In fact, turning radioactive waste into a glass is not completely a new concept.
The process of turning waste into a glass is referred to as vitrification. It involves melting of the radioactive waste together with glass. This further form compounds in a cylindrical container which also serves as its storage container. The result is the glass that is durable and non- leaching. This process is the most integral part of the initial treatment and management of high-level waste.
Goel has discovered a way to immobilise radioactive iodine-129 into ceramics at room temperature. Iodine-129, which has a half-life of 15.7 million years, is highly dangerous that it can target the thyroid gland and can increase the chances of getting cancer. Other vitrification methods, like Geomelt, processes the wastes with temperatures ranging from 1,300 to 2,000 °C.
Continued research might lead to better and safe ways of disposing of nuclear fuels.
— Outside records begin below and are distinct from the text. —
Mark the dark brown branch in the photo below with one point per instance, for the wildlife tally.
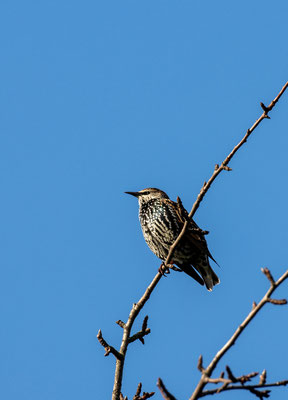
(165, 393)
(206, 374)
(126, 339)
(263, 376)
(224, 166)
(126, 335)
(144, 396)
(139, 335)
(251, 388)
(109, 349)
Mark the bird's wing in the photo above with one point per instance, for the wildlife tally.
(194, 233)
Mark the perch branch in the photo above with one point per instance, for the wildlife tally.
(223, 167)
(127, 339)
(165, 394)
(207, 372)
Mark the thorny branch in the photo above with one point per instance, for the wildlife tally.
(207, 372)
(230, 383)
(127, 339)
(224, 167)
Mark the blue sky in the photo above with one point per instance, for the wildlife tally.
(98, 98)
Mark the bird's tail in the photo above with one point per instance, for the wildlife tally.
(207, 275)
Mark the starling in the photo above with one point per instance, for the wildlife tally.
(162, 221)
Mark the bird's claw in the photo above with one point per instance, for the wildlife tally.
(165, 269)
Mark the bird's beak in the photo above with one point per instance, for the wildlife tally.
(135, 194)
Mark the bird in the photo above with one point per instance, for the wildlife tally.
(161, 221)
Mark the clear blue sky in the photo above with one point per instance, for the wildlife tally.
(101, 97)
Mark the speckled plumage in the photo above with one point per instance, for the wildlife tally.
(161, 221)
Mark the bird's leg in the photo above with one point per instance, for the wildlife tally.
(165, 268)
Nuclear fuel rods constitute Uranium pellets that emit intense radiation and heat. At present, there are two methods that the United States Nuclear Regulatory Commission gives acceptance for containing them: storing them in pools or storing them in concrete caskets within a nuclear facility.
There are execution problems involved with storing it in pools. The only permanent solution so far is found only in storing the waste in either in the form of glass or ceramics.